SANTA CLARA, Calif. (KGO) -- A new kind of "green" technology is beginning to appear in some grocery shipments.
It's Silicon Valley's response to the new Food Safety Modernization Act signed by President Obama just weeks ago. Here, Richard Hart reports on the Drive to Discover a better way to fight food spoilage.
Green tags are a new weapon against spoilage. By most accounts, one-third of all fruits and vegetables are discarded somewhere between the field and the customer because it is so difficult to monitor the shelf life of produce. A temperature variation of just 2 degrees during shipment can cut 4 days off the life of berries and bananas. Current technology monitors only a whole truck, regardless of which side travels in the sun or other factors. This technology, on the other hand, records what happens to every palette, every minute, every step of the way.

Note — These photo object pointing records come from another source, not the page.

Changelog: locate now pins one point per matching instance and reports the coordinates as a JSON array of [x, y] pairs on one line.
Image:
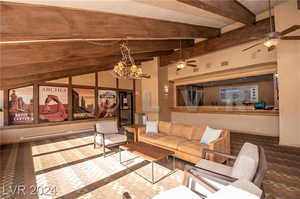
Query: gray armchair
[[238, 189], [249, 165], [107, 135]]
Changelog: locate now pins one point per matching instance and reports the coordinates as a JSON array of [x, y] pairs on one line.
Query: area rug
[[72, 168]]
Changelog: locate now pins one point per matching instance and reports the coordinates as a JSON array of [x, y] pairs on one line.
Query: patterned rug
[[70, 167], [64, 165]]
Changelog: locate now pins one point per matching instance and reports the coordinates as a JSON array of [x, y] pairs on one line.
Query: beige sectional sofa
[[184, 140]]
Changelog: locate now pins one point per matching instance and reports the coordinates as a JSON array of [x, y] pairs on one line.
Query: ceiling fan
[[182, 63], [272, 38]]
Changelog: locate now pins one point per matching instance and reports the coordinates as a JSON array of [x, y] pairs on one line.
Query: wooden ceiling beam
[[235, 37], [231, 9], [37, 78], [36, 22], [29, 73], [31, 53]]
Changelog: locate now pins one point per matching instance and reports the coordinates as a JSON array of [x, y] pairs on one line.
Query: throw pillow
[[210, 135], [151, 127]]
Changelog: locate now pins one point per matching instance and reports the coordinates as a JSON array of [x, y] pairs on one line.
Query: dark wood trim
[[36, 103], [6, 106], [96, 95], [82, 86], [42, 52], [229, 39], [55, 123], [54, 84], [134, 101], [70, 100], [230, 9], [68, 23], [117, 83]]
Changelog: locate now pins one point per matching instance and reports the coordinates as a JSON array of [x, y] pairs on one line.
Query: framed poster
[[20, 105], [53, 104], [83, 103], [107, 103]]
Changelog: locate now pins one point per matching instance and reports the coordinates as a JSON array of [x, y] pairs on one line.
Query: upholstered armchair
[[249, 165], [239, 189], [107, 135]]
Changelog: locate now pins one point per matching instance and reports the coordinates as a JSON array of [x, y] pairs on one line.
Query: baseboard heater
[[49, 135]]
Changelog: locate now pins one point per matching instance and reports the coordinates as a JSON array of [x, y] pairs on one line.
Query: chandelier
[[126, 68]]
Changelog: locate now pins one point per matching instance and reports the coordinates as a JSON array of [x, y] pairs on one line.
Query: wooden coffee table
[[148, 152]]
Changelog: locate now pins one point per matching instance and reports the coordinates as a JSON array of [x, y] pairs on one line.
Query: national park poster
[[20, 105], [53, 104], [83, 103], [107, 103]]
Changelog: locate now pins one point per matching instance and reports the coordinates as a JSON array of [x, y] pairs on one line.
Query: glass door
[[126, 108]]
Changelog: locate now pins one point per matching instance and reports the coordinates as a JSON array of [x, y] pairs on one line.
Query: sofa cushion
[[198, 132], [151, 127], [215, 167], [191, 147], [177, 192], [164, 127], [246, 164], [176, 129], [187, 131], [210, 135], [170, 141], [151, 137]]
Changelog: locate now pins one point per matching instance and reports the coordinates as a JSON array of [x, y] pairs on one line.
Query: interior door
[[126, 108]]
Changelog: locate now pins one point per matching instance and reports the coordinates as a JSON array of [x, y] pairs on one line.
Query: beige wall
[[138, 96], [234, 55], [253, 124], [13, 135], [126, 84], [106, 79], [163, 99], [288, 59], [1, 107], [60, 81], [150, 104]]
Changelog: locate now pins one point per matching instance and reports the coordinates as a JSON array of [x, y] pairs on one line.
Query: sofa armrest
[[205, 151], [222, 144], [141, 130]]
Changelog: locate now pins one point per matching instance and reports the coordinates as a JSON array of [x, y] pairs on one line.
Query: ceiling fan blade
[[145, 76], [191, 61], [252, 46], [290, 38], [271, 48], [290, 29]]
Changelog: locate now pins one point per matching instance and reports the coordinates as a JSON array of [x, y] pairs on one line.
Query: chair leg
[[103, 150]]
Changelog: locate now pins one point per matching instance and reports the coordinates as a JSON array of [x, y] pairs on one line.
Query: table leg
[[152, 172], [120, 154], [173, 162]]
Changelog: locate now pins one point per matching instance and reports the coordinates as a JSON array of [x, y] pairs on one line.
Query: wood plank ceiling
[[40, 43]]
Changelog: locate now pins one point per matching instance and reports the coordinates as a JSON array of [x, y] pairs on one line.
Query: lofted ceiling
[[169, 10], [40, 42]]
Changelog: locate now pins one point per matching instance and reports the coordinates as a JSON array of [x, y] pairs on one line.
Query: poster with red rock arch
[[20, 105], [53, 104]]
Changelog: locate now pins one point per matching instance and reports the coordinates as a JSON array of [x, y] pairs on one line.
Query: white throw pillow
[[151, 127], [210, 135]]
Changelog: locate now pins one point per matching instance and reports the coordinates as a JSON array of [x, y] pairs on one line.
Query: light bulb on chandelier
[[126, 68]]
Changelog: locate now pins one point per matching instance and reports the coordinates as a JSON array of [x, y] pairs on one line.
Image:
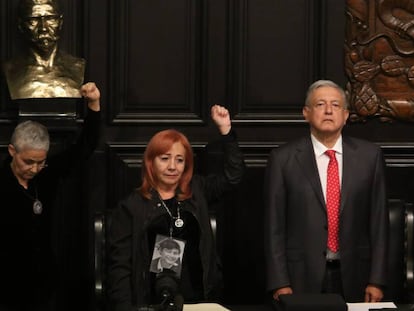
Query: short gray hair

Peter Mehring, CEO of Santa Clara's Intelleflex says, "We collect a month of temperature data in one tag that can be quickly be read out and be displayed on our handheld readers."
That's a big deal to Mollie Stone's supermarkets' Ken Tonna, someone picky about freshness.
"A paper trail is the current method," he demonstrates, "where we're just following merchandise with invoices. And, actually, we go through every box hand-by-hand."
The new kind of wireless data visibility would enable growers and grocers to determine which food to put out first, and no longer throw out the whole bunch because of one bad apple. And, it's not just about food. Biopharmaceuticals spoil during shipment, too. Current drug packaging uses dense and reflective material that's unfriendly to wireless signals. So, the only way to read what has happened to this package is at the end of its journey with a USB cable. With a wireless solution, everything can be monitored in transit. What makes it possible is a new generation of RFID chips like those made by Intelleflex.
According to Mehring, "It's a super-sensitive radio. It can decode a signal that's a hundred times weaker than a traditional RFID tag --through all of the produce and other impediments, up to 100 yards away."
The new tags are green also because they are reusable, with batteries that last for years, and can be turned on and off remotely.